ダインはオフレコで、シャーロットとトラヴィスは勿論、警察にも絶対に話さない約束で話してくれた。
ダインにとっては、ランディの死とシャーロットが余りにも結び付かなかったからか、結び付けたくなかったからなのかは分からんが。
それとシャーロットが弁護士からモデル事務所の社長に転身した理由を聞いたら、途端に黙っちまった」
「ガルシアによれば…」とホッチナーがガルシアが調べたシャーロットのスイス行きの話をする。
ロッシが「なるほどな」と頷く。
ホッチナーが「トラヴィスについてダインは何か言っていましたか?」と訊く。
「トラヴィスについては良く知らんそうだ。
ただ四兄弟の中どころかアルマン一族の中でも一番の出世頭で、父親も他の兄二人もトラヴィスを誇りに思っているらしい。
兄二人も医者は医者だがトラヴィスとは比較にならない。
嫉妬なんか通り越して尊敬されている存在だ」
「シャーロットとトラヴィスの仲は?」
「それも良く知らんそうだ。
昨日の追悼の食事会にトラヴィスも参加したと話したら、他の兄二人はハリウッドからは遠いからトラヴィスを誘ったんじゃないかと言っていた」
「そうですか。
この件についてモーガンとリードとJJには俺から話しておきます」
「ああ、よろしく」
足早に去って行くホッチナーの背中をロッシが意味有りげに見送っていた。
エミリーが個室に籠もっているリードを、ガラス張りの扉越しチラチラ見ながらJJに囁く。
「ねえリードはお昼ごはん食べないの?」
JJがふうっと息を吐く。
「食べたくないの一点張りなの。
インド料理でもチョコスプリンクルドーナツでも何でも好きな物を用意してあげるって言っても反応無し」
「そっか…。
きっと執事とトラヴィス・アルマンの件でホッチに怒られたのを引きずってるんだね」
「そういうこと!
ホッチが怒りの形相でリードの居る個室に入って行ったの見たし。
でもホッチの言うことは正しい。
スペンスはアルマン姉弟は勿論、アルマン姉弟の関係者には会わない方が良いよ。
さっきのホッチの話によれば、シャーロットはランディを特別可愛がっていた訳じゃない。

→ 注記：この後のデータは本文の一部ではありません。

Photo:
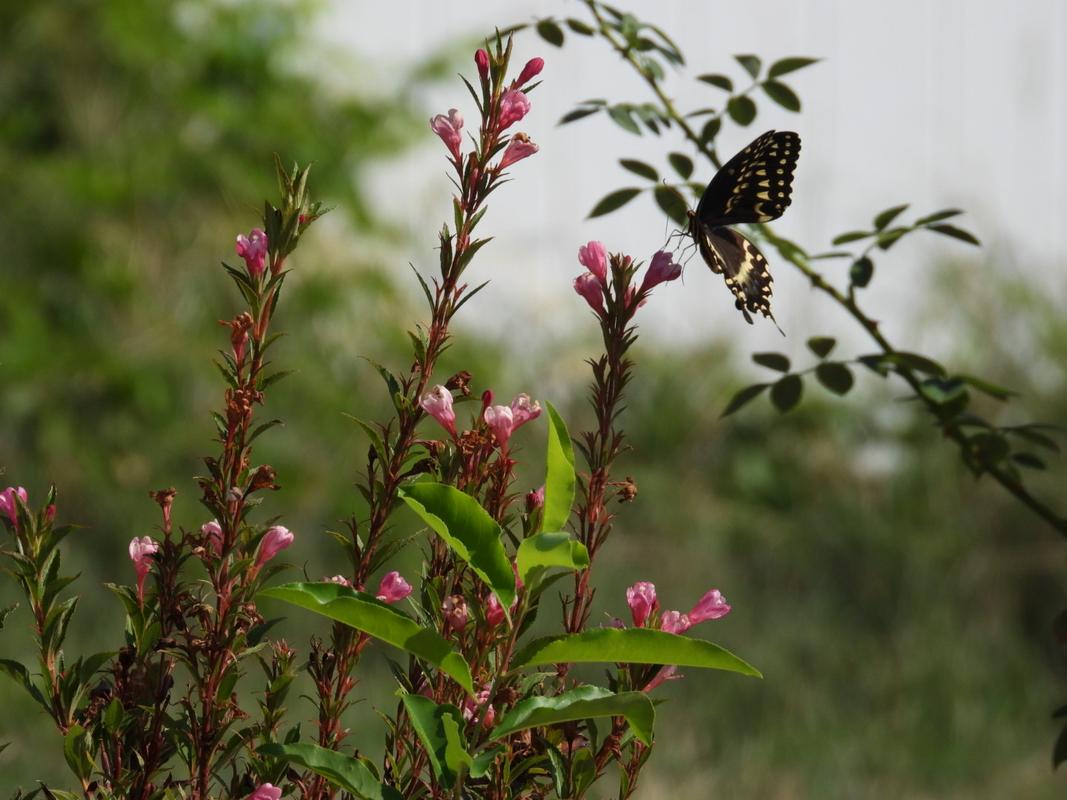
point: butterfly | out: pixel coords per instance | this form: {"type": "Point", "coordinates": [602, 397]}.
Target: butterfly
{"type": "Point", "coordinates": [754, 186]}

それなのに追悼の食事会を開くなんて、スペンスに近付く為としか思えないもの」
「でもリードに出会った瞬間からシャーロットは態度がおかしいんでしょ?
何か引っ掛かるんだよね」
「それはホッチもロッシも私もそう思ってる。
ホッチが現場に出てるモーガンにも連絡しておくって言ってたから、話を聞いたモーガンもきっと同感なんじゃないかな」
その時二人の頭上から、「流石JJ。隠し事は出来ねぇな」とモーガンの声がした。
「モーガン!お帰り!」
JJがそう言ってパッと上を向く。
エミリーも笑顔で「どう?収穫あった?」と訊く。
モーガンは椅子にドカッと座ると、手にしていたボトルのコーヒーをグビッと一口飲むと言った。
「なーんにも無し!
犯人に繋がる線は全くって言っていい程ねぇよ。
この犯人は相当頭が良い。
最初から自分の痕跡が残らない様に動いてる。
ランディの遺体を遺棄した場所も周囲に防犯カメラが無い場所だし、そこまでどうやって遺体を運んだのかも分かんねぇ。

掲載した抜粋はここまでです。